Overall, our results highlight listeners' sensitivity to the talker and the communicative situation, as well as their ability to flexibly adjust their perceptual strategies. This fits in well with a Bayesian “ideal listener” model of speech perception (e.g., Kleinschmidt and Jaeger, 2015), which predicts situationally-specific adjustments in ways that would rationally optimize comprehension. In other words, listeners' assumptions about the relative predictability of various sources of information influence their reliance on these different sources.

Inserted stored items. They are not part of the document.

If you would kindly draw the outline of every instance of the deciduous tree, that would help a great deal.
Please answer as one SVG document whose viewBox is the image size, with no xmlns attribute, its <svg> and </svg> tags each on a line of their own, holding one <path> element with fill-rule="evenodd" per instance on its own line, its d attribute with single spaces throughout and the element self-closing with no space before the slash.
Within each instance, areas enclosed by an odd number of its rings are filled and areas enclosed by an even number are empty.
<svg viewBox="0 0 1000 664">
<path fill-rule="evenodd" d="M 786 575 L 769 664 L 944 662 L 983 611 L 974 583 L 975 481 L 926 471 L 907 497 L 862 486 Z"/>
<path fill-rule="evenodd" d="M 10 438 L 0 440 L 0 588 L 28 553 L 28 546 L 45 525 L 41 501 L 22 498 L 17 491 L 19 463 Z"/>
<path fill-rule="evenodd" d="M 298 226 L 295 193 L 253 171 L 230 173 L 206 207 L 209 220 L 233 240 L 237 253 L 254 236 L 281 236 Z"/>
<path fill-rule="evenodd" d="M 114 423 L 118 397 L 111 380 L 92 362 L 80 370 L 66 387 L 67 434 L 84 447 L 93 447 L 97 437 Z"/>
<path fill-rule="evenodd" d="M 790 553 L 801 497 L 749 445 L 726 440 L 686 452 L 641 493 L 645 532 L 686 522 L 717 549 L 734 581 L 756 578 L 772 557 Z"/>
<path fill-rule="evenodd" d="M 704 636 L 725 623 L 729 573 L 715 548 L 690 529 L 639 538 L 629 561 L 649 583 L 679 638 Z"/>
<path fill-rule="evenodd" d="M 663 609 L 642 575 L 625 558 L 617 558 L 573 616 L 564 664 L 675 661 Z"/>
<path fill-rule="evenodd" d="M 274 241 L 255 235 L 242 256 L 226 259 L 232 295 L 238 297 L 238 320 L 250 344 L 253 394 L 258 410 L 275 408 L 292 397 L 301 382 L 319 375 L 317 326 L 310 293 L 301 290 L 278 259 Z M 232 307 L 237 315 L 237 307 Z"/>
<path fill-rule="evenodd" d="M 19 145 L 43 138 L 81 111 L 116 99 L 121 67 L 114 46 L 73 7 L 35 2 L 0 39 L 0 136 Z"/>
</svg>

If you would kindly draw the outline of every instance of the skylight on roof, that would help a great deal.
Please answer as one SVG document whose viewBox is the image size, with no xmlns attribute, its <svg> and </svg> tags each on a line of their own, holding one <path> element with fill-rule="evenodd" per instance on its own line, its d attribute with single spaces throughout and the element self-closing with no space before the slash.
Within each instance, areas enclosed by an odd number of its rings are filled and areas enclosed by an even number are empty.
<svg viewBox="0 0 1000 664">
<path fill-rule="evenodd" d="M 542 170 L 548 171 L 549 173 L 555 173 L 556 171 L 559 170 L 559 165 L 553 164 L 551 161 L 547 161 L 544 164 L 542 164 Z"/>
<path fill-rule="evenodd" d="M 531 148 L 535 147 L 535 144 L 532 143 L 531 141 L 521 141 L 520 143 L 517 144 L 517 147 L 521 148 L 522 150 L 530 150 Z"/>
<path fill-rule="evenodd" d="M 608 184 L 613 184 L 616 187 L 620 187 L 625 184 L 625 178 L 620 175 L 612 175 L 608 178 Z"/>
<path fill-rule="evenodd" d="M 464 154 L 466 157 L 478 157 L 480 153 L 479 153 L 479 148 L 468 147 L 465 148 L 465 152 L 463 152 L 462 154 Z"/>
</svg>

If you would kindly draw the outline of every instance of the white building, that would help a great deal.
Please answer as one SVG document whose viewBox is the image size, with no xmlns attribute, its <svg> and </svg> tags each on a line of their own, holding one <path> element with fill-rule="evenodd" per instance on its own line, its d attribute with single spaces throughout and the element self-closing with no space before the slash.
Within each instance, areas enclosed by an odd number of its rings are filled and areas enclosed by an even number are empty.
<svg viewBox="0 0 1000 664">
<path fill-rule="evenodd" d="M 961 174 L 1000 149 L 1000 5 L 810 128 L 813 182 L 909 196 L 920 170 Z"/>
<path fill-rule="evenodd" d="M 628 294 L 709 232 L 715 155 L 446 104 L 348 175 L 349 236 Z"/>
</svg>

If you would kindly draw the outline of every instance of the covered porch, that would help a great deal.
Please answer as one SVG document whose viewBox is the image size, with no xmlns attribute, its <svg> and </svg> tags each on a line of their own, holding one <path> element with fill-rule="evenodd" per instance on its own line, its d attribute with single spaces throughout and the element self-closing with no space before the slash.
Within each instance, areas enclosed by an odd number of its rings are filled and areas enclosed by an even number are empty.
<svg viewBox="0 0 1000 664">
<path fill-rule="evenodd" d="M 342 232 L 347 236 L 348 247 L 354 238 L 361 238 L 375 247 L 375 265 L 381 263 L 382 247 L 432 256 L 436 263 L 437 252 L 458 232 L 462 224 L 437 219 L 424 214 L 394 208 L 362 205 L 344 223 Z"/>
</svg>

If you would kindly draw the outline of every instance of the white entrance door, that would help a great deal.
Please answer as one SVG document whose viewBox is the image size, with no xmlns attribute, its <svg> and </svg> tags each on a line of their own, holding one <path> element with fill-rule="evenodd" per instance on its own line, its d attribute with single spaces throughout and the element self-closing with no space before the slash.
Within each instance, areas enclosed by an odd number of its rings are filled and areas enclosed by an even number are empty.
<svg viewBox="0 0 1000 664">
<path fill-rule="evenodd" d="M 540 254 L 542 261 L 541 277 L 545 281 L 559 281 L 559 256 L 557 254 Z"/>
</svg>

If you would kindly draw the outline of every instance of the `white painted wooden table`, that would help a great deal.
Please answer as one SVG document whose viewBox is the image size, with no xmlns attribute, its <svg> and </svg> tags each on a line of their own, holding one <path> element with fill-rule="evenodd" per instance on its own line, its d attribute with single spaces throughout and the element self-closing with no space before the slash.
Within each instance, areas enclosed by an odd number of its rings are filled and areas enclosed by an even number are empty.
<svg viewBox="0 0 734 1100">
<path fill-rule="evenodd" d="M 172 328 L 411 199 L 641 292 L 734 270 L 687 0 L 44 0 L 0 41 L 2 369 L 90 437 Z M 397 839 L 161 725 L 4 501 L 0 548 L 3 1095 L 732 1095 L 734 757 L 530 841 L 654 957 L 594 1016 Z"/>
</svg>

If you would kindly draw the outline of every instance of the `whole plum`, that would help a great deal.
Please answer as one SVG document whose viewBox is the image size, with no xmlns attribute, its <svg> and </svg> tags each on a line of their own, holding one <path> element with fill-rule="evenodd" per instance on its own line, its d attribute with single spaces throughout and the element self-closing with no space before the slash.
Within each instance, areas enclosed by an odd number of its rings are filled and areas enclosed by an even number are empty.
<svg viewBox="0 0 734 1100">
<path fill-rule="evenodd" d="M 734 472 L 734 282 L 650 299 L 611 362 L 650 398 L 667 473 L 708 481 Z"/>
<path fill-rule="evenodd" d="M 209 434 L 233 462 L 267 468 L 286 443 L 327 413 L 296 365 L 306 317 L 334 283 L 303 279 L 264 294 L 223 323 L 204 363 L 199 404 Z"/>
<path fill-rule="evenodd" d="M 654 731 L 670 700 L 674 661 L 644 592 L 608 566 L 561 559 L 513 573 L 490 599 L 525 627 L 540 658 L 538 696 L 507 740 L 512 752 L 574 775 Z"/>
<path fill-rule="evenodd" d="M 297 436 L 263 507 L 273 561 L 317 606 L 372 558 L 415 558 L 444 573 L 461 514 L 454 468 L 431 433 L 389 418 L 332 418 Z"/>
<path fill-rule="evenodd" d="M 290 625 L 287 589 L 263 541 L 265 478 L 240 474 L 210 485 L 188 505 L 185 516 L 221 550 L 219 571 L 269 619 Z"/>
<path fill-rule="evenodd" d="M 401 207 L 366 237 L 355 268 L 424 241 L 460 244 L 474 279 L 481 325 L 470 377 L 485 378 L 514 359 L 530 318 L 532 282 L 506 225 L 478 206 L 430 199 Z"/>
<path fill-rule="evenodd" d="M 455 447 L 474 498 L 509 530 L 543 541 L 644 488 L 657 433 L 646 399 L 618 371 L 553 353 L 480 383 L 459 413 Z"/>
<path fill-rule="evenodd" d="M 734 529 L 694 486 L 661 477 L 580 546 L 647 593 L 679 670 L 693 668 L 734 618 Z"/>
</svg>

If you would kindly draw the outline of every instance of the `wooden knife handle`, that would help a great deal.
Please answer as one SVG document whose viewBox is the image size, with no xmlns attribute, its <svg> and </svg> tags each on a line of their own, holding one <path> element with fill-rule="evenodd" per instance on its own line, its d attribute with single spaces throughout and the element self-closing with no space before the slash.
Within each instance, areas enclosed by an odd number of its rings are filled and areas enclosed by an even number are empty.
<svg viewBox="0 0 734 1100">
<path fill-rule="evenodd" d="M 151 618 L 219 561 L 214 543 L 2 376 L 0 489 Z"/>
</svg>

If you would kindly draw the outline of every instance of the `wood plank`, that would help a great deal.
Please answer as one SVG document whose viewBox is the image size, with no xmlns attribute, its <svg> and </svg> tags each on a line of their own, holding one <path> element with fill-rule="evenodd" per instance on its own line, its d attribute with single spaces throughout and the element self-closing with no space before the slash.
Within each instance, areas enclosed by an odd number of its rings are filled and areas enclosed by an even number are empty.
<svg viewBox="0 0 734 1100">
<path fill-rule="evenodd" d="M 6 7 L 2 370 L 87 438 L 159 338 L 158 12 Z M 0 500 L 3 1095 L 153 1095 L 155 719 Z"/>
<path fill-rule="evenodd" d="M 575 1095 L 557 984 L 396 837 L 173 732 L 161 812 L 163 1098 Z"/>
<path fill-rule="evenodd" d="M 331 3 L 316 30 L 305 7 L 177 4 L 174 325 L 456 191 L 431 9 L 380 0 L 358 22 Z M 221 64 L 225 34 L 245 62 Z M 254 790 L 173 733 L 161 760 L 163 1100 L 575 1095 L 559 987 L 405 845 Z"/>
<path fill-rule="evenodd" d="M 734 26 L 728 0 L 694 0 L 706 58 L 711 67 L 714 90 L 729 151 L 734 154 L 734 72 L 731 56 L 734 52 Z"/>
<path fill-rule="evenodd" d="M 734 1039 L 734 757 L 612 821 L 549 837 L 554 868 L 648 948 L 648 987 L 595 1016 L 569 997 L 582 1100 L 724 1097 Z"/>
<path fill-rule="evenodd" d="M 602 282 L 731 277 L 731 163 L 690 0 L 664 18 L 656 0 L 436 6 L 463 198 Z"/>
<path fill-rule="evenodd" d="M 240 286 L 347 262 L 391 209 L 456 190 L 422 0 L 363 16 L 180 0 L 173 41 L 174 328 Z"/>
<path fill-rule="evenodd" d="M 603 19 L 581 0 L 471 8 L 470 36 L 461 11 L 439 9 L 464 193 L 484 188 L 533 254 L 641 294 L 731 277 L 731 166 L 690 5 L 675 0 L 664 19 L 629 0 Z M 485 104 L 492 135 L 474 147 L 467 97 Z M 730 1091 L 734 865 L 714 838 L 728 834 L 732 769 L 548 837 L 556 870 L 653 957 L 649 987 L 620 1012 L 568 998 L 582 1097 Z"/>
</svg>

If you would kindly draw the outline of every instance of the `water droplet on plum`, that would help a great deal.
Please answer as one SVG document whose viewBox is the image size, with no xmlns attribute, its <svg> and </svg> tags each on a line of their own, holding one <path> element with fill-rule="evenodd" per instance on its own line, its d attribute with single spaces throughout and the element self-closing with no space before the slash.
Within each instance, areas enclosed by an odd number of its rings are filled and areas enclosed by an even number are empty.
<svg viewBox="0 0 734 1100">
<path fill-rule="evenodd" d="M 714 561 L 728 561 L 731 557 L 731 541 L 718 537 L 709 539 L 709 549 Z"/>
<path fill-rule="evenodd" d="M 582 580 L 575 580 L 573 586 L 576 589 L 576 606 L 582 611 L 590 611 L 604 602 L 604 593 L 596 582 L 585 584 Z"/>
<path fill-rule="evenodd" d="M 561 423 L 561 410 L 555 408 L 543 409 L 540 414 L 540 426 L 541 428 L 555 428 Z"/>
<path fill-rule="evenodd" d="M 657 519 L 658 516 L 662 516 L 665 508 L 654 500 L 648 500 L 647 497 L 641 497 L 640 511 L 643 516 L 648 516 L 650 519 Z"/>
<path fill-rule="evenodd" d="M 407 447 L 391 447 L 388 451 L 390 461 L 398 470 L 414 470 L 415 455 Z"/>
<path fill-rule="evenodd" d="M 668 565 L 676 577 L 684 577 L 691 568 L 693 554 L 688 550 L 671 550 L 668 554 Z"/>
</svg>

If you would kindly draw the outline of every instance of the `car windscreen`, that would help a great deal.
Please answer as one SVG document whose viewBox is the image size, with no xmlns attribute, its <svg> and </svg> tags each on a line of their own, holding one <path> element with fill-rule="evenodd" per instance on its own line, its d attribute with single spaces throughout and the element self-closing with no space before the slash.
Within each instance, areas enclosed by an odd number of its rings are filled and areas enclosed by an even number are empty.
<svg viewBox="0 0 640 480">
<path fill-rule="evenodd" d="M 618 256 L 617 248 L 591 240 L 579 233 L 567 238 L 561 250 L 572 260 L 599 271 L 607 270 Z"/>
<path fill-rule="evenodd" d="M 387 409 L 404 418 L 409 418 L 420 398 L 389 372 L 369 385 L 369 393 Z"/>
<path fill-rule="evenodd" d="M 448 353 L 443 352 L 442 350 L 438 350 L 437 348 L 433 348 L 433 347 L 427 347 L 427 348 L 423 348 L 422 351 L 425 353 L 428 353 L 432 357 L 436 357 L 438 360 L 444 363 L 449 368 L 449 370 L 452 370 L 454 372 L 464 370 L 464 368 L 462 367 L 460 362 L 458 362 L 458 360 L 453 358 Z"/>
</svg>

An important implication of this work is that differences found in the processing of native vs non-native speech may be due not only to phonetic differences in the talker (i.e., non-prototypical pronunciations by non-native speakers), but also to different strategies used by the listener. Our results also show that this increased reliance on higher-level information is mitigated through short-term experience with the phonetic characteristics of the talker across the time-course of the experiment. Taken together, these two findings suggest the additional possibility that listeners' long-term experience with accented speech could also shape perception. In other words, listeners who differ in their extent of experience with a specific accent, or with accented speech in general, may show different perceptual strategies. We hope that the current findings stimulate more detailed explorations of how listeners' long-term experience with accents shapes both their initial cue-weighting strategies and the trajectory of adaptation.
Acknowledgments
We would like to thank Beka Bosley, Sarah Fischer, Lori Hendrix, and Alexis Zosel (University of Mississippi), as well as Crystal Chow and Shukri Nur (University of Toronto Mississauga) for their help running the experiment. We would also like to thank several anonymous reviewers for comments on previous drafts of this paper. Support for the preparation of this manuscript was provided in part by the School of Applied Science at the University of Mississippi.
Appendix
Coat-biasing sentences
The young girl learned to put on the coat/goat.
The handsome man forgot to wear the coat/goat.
The wise grandmother remembered to wear the coat/goat.
The lazy brother did not unbutton the coat/goat.
The old grandfather liked to put on the coat/goat.
Goat-biasing sentences
The young girl learned how to milk the coat/goat.
The handsome man forgot to feed the coat/goat.
The wise grandmother remembered to feed the coat/goat.
The lazy brother did not chase the coat/goat.
The old grandfather liked to milk the coat/goat.
For example, an aspiration contrast, phonetically [k] (/g/) vs [kh] (/k/). The average natural production values for the English speaker in our recordings were 26 ms VOT for /g/ and 88 ms for /k/; the Mandarin speaker had a VOT of 24 ms for /g/ and 103 ms for /k/.
We also performed a manipulation of the pitch of the vowel in the target word. This was for a different purpose and did not interact with the sentential context effect; for the purposes of this work we therefore consider the two levels of this manipulation as a repetition.